At its developers conference Monday, Apple unveiled a near final version of Mac OS X Leopard, the sixth major release of what the company calls the "world’s most advanced operating system."
"Leopard is the best release of Mac OS X to date, surpassing even Tiger, and will further extend Mac OS X’s leadership as the most advanced and innovative operating system in the world," said Apple chief executive Steve Jobs, Apple’s CEO. "We think current and prospective customers are going to love Leopard, and that it will help make the Mac even more popular."
Scheduled to ship in October, Leopard introduces over 300 new features, including a new Desktop and Dock with Stacks, an updated Finder featuring Cover Flow, Quick Look, Time Machine, Spaces and enhanced iChat and Mail applications.
The next-generation Apple OS includes a completely new Dock featuring Stacks, which can help manage a user’s desktop clutter caused by browser and email downloads. With the click of a mouse, users can instantly fan out the contents of a stack to easily see each item.

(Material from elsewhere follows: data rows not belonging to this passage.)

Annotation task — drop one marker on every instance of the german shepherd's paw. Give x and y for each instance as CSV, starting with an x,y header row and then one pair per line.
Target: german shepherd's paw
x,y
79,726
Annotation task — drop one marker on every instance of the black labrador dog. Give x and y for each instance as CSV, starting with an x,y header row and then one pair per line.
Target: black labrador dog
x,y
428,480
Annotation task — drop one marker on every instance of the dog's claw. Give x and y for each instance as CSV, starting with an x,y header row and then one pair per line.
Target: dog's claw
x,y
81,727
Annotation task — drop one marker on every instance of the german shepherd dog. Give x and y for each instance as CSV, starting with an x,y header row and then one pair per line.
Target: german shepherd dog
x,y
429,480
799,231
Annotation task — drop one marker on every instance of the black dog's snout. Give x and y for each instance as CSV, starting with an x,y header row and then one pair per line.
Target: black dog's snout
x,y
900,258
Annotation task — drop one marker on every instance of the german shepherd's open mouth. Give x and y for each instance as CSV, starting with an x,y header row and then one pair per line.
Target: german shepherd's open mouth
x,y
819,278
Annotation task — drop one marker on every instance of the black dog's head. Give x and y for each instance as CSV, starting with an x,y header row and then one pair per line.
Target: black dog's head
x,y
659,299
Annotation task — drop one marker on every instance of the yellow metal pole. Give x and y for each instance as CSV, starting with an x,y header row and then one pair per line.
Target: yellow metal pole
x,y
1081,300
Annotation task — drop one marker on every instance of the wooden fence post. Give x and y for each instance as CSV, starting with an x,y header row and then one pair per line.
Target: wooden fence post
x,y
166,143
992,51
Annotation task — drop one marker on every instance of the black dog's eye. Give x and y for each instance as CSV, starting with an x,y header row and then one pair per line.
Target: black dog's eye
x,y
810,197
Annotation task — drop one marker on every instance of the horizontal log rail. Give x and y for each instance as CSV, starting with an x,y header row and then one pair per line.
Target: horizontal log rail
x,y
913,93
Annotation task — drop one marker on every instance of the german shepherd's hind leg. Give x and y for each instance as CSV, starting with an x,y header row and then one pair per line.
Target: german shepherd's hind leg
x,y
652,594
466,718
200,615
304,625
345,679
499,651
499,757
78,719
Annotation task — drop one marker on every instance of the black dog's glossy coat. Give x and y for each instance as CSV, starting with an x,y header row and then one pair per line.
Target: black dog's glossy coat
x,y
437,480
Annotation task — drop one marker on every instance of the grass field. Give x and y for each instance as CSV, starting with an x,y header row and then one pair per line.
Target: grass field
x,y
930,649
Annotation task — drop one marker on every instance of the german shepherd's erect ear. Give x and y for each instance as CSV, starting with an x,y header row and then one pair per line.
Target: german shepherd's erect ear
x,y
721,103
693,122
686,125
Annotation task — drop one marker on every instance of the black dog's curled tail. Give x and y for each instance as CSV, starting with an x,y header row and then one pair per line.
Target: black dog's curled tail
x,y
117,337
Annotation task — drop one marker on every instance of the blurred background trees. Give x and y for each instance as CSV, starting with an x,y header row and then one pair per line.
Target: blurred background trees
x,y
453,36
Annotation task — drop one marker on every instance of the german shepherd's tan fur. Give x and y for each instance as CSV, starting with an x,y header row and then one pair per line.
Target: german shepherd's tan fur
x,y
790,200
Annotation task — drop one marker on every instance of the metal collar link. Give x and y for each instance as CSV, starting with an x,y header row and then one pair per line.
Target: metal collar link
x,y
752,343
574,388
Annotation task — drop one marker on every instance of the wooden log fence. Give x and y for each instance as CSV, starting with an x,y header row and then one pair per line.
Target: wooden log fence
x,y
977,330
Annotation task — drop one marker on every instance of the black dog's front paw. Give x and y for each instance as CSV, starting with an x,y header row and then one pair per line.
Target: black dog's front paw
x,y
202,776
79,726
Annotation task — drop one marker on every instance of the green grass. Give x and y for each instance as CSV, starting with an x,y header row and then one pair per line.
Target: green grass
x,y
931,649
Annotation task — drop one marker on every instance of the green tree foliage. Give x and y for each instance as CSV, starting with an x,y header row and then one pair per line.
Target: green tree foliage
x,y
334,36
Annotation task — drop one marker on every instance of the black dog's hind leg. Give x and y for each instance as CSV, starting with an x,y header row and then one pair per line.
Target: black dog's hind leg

Leopard’s Finder has been completely redesigned, adding Cover Flow as an innovative way to quickly browse and locate files and applications. Finder’s new Sidebar simplifies the organization of files on a Mac, and adds easy access to shared Macs and PCs on a home network. Subscribers to .Mac can also use the new “Back to my Mac" feature to browse and access files on their remote Macs over the Internet. Also new in Leopard is Quick Look, a new way for users to instantly preview almost any file, and even play media files, without opening an application.
With its unique ability to let users travel back in time to find deleted files, applications, photos and other digital media, Time Machine offers a compelling new way to protect your digital life. With just a one-click setup, Time Machine automatically keeps an up-to-date copy of everything on the Mac. In the event a file is lost, users can use Mac OS X’s Spotlight to search back through time to find and then instantly restore the file. Time Machine can automatically back up a Mac to an external hard drive connected with a FireWire or USB cable, to a server, or wirelessly to an AirPort Extreme base station with an attached hard drive.
Leopard also includes three new technologies that take full advantage of the latest developments in processor hardware: full native 64-bit support to enable applications to take complete advantage of 64-bit processing while still running side by side with existing 32-bit Mac OS X applications and drivers; easy multi-core optimization and scheduling to take advantage of the latest Intel hardware; and Core Animation, helping developers easily create animated user experiences as amazing as Leopard’s Spaces and Time Machine in their own applications.